Canadian architect Douglas Cardinal on harmonized design for schools


Douglas Cardinal is one of Canada’s most renowned architects. He has designed numerous buildings over the past 50 years, including schools, health centers, museums, theaters, administrative offices, churches, hotels, houses, industrial buildings and community plans across Canada and the US. Much of his work is influenced by his Metis Blackfoot/Kainai aboriginal heritage, and many projects have been for aboriginal communities. His designs typically reflect the landscape around them, so that people can feel they are part of the land.

Some of his more notable projects include the Canadian Museum of History in Gatineau, Quebec, the First Nations University of Canada, the National Museum of the American Indian in Washington and he is currently commissioned to design a student center at the University of Saskatchewan.

In a recent interview, he speaks about his inspiration for design.  How buildings should be built for the people who occupy those spaces. His philosophy is that buildings should be uplifting – which attracted business. One of his most respected projects was the Grande Prairie Regional College (pictured), which he completed in 1976.

“If I’m designing a school, I rather talk to the students and the teachers and build a foundation of design from the people who are in those spaces.  People outside of that have very little understanding of what is happening in that classroom.  This is where I find division coming from the user and if we talk to the people in our city and become inspire by their vision of their city and what they want in our city, its a good foundation to start in terms of providing them spaces that would be much more harmonized within its surrounding natural environment. “

As an educational consultancy, we at Ednastics are poised to assist in the development of state-of-the-art learning institutions in the Arabian Gulf and East Africa.

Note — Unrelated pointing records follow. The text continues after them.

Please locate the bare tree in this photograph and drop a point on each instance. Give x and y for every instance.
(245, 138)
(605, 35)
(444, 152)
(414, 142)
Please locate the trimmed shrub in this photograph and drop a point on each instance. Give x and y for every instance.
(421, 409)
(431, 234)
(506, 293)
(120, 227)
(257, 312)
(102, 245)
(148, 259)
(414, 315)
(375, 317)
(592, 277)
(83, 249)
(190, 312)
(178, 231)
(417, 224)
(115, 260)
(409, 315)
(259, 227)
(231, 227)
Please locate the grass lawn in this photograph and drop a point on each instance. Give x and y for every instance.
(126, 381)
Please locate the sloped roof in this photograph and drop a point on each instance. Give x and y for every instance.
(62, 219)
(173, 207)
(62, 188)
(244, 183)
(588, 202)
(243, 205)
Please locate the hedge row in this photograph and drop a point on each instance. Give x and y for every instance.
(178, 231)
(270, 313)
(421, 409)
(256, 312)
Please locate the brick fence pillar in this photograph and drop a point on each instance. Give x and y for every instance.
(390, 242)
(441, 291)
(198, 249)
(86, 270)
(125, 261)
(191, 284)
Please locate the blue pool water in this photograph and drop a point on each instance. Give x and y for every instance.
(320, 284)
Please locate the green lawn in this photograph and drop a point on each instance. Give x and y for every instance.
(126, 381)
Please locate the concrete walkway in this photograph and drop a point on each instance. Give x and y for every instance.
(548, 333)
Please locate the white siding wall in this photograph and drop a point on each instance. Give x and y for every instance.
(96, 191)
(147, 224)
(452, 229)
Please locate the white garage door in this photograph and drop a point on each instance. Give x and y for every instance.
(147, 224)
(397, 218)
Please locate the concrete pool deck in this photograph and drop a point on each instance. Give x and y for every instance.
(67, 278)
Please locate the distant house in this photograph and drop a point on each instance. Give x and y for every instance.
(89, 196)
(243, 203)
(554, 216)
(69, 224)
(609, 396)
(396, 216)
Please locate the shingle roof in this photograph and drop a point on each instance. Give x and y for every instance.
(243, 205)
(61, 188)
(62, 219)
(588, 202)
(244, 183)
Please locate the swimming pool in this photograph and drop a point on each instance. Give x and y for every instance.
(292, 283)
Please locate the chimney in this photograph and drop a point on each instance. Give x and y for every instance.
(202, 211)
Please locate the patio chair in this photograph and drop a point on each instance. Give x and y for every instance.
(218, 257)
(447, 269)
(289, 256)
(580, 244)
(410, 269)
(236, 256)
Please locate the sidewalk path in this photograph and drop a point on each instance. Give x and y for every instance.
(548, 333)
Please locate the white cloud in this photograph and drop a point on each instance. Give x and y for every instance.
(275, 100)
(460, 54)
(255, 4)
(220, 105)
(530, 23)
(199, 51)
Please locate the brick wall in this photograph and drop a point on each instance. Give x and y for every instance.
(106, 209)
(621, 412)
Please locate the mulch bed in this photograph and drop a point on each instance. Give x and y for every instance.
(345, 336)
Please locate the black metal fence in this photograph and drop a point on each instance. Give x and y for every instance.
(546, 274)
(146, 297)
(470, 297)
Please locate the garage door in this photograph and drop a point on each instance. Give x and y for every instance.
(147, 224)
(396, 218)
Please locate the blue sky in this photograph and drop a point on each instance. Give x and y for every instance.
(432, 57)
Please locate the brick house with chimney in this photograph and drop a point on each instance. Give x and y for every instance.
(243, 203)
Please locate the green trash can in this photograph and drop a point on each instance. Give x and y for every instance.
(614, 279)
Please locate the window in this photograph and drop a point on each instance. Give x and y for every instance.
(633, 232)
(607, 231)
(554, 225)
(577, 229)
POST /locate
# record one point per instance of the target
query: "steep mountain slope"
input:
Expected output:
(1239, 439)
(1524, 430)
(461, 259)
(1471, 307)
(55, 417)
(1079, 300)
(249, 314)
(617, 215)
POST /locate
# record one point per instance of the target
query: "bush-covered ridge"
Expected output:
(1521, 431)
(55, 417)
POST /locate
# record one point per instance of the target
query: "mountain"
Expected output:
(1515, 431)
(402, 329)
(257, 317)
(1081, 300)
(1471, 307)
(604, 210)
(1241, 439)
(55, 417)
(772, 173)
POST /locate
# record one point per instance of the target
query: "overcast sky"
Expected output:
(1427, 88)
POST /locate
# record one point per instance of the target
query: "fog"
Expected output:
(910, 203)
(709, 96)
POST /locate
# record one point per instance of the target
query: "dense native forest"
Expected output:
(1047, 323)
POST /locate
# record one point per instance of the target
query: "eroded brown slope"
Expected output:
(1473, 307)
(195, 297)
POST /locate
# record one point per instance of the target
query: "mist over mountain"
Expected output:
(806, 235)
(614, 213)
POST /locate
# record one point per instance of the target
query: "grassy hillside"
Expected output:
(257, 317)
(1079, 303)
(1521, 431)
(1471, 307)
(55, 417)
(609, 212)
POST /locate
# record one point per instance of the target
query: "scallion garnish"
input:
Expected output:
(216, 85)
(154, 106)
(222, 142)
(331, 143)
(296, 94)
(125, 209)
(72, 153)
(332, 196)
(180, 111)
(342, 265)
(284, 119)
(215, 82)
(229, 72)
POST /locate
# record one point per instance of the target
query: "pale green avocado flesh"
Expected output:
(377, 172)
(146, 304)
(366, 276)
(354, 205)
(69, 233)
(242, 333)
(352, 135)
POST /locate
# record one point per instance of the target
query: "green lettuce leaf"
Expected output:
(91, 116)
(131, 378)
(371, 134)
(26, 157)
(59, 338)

As fellow Albertans, we echo the words of Mr. Cardinal, believing that schools should be built for the people who use them, and designed to fit with the surrounding environment.  In building either a world-class learning institution or a school on a tight budget, we recognize that teachers, students, parents, investors and all stakeholders should be involved in the design process.

Just as the architectural firm of Mr. Cardinal does, we believe in holding a “vision session” with our clients before the work begins. Making the world “more livable and more enjoyable” is an example that is first set in schools. Learning institutions need to be “international trend setters of making meaningful environments for people.”